One Final Four is nice enough, but two in two years? Get past
top-seeded Duke on Saturday night and it’s fair to wonder, could a mini-SEC dynasty be brewing in Tuscaloosa?
“When you get the players that we’ve got and you’ve won at the level we’ve won, that’s the expectation level, and I think that the players understand what they’re coming here for. They’re coming here to win championships,” Oats said. “They’re coming here to compete against the best. We’ve had the No. 1 strength of schedule in the country the last two years in a row. We’ve led the country in scoring the last two years in a row, but we’ve also won at a pretty high level.”
Alabama has caught fire at a time when the football team hasn’t won a national championship in four seasons.
Nick Saban is out pitching vacation rentals and insurance in retirement after the college football Hall of Fame coach brought six national championships to Tuscaloosa over 17 seasons. Under coach Kalen DeBoer, Alabama was left out last season of the expanded 12-team CFP field and lost in something called the ReliaQuest Bowl.

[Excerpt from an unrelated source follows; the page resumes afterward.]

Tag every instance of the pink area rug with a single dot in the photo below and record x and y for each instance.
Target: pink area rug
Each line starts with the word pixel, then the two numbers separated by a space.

Oh sure, the hoops team has enjoyed blips of success through the decades, a Sweet 16 here and there, an Elite Eight trip in 2004, but the reversal of fortune didn’t truly come until athletic director Greg Byrne hired away Oats from Buffalo in 2019.
Oats has since won SEC titles in 2021 and 2023 and two more conference tourney titles, led Alabama to the No. 1 seed in the tournament, boasts an active streak of three straight Sweet 16s and hit
No. 1 in the AP poll. All those achievements were topped last season by the program’s first Final Four, where it was knocked out by eventual national champion UConn.
Oats is quick to credit the resources available to the program as it tries to become the first SEC team to win a national championship since John Calipari’s 2012 Kentucky team.
The Crimson Tide pack Coleman Coliseum these days and the school has committed to a $60 million, 48,000-square foot new training facility adjacent to the arena that is expected to open next year.
“They’re going to make sure the athletes are supported, that the coaches have the resources they need to win, and they’ve done that,” Oats said. “We’re in the middle of building a new practice facility. It’s going to be as good as any in the country, in my opinion. New offices, training rooms, strength, all that stuff. They’re supporting us with financial resources.”
The arms race has never cost more in college hoops and blue chippers need plenty of green to sign these days. Consider, the program took a swing-and-miss at AJ Dybantsa, the nation’s top recruit who made a splash this season when he signed an NIL deal with BYU reportedly worth between $5 million and $7 million.
The riches extend to Oats, who is signed through 2030, and
topped $5 million in salary this season. Oats announced on Friday that prized recruiter and assistant coach Preston Murphy agreed to an extension through 2027 at
$675,000 per year.
“We want to be in the discussion for a team that can make a Final Four every year.,” Oats said. “We’ve been that for the last few years running now. The recruiting has got to stay at a high level. That’s why it’s a good thing we got Preston on a three-year contract that came out today because he’s, in my opinion, one of the best if not the best recruiter in the country and we’ll have the talent. We play a system that guys want to come to.”
Second-seeded Alabama
set March Madness records that would have made Stephen Curry and James Harden blush by attempting 51 3-pointers and making 25 in a 113-88 win over BYU.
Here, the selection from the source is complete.